Molecules that block transmission at the mucosal surface can also provide a realistic method of prophylactic intervention. In a study published by Gribaudo et al in 2016 proposed use of Oximacro(®) as an attractive candidate for the development of novel microbicides of natural origin for the prevention of HSV infections. In the absence of efficient preventive vaccines, topical microbicides offer an attractive alternative in the prevention of Herpes simplex type 1 (HSV-1) and type 2 (HSV-2) infections. Because of their recognized anti-adhesive activity against bacterial pathogens, cranberry (Vaccinium macrocarpon Ait.) extracts may represent a natural source of new antiviral microbicides. They also reported novel cranberry extract Oximacro(®) and its purified A-type proanthocyanidins (PACs-A) inhibits HSV-1 and HSV-2 replication in vitro. They revealed that in the mode of action Oximacro(®) prevents adsorption of HSV-1 and HSV-2 to target cells. Further with the mechanistic studies they confirmed that Oximacro(®) and its PACs-A target the viral envelope glycoproteins gD and gB, thus resulting in the loss of infectivity of HSV particles.

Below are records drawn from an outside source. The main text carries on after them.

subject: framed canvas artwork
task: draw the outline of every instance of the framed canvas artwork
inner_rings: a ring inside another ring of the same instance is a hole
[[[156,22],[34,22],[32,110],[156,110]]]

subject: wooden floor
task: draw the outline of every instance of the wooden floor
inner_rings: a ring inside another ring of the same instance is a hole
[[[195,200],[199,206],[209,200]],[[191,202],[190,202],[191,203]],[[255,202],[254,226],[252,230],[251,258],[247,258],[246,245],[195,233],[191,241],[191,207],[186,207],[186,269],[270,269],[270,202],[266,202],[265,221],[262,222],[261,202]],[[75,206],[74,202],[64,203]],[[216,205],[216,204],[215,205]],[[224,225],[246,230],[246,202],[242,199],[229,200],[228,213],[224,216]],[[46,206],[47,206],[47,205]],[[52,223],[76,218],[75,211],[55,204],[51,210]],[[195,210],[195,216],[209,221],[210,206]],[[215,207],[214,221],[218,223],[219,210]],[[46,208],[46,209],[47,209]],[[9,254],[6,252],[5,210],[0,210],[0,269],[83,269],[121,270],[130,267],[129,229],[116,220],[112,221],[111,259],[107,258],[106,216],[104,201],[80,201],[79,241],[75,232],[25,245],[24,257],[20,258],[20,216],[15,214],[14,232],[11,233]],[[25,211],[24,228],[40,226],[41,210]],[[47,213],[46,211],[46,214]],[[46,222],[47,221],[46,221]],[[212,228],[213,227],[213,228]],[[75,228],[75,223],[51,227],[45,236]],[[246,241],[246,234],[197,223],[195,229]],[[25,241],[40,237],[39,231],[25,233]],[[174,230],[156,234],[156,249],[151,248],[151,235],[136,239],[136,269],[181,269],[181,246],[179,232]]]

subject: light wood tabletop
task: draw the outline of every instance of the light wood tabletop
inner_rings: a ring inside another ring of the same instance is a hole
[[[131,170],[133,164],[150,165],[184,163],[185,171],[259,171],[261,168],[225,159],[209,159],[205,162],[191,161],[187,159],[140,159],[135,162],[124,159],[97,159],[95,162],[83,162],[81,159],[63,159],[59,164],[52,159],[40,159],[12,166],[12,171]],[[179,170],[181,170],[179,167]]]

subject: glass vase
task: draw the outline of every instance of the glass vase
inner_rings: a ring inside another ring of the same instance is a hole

Moreover, Oximacro(®) completely retained its anti-HSV activity even at acidic pHs (3.0 and 4.0) and in the presence of 10% human serum proteins; conditions that mimic the physiological properties of the vagina – a potential therapeutic location for Oximacro(®). They showed for the first time that a cranberry extract highly enriched in A-type PACs exerts potent dose-dependent antiviral activity against clinical isolates of HSV-1 and HSV-2, the mechanism for which involves the inhibition of the initial virus attachment to the surface of target cells. Topical microbicides against genital herpes infection should be applied directly to the genital tract for protection. For this reason, the stability of Oximacro® was tested at various pH and in the presence of human serum proteins. The results showed that these treatments did not reduce the stability of Oximacro® to any significant degree, thus suggesting that Oximacro® is suitable for vaginal application without incurring any significant loss of antiviral activity. The anti-HSV activity of Oximacro®thus calls for further studies to be performed to evaluate its efficacy and safety in murine models of acute infection, in order to validate its development as a novel candidate microbicide of natural origin for the prevention of HSV infections.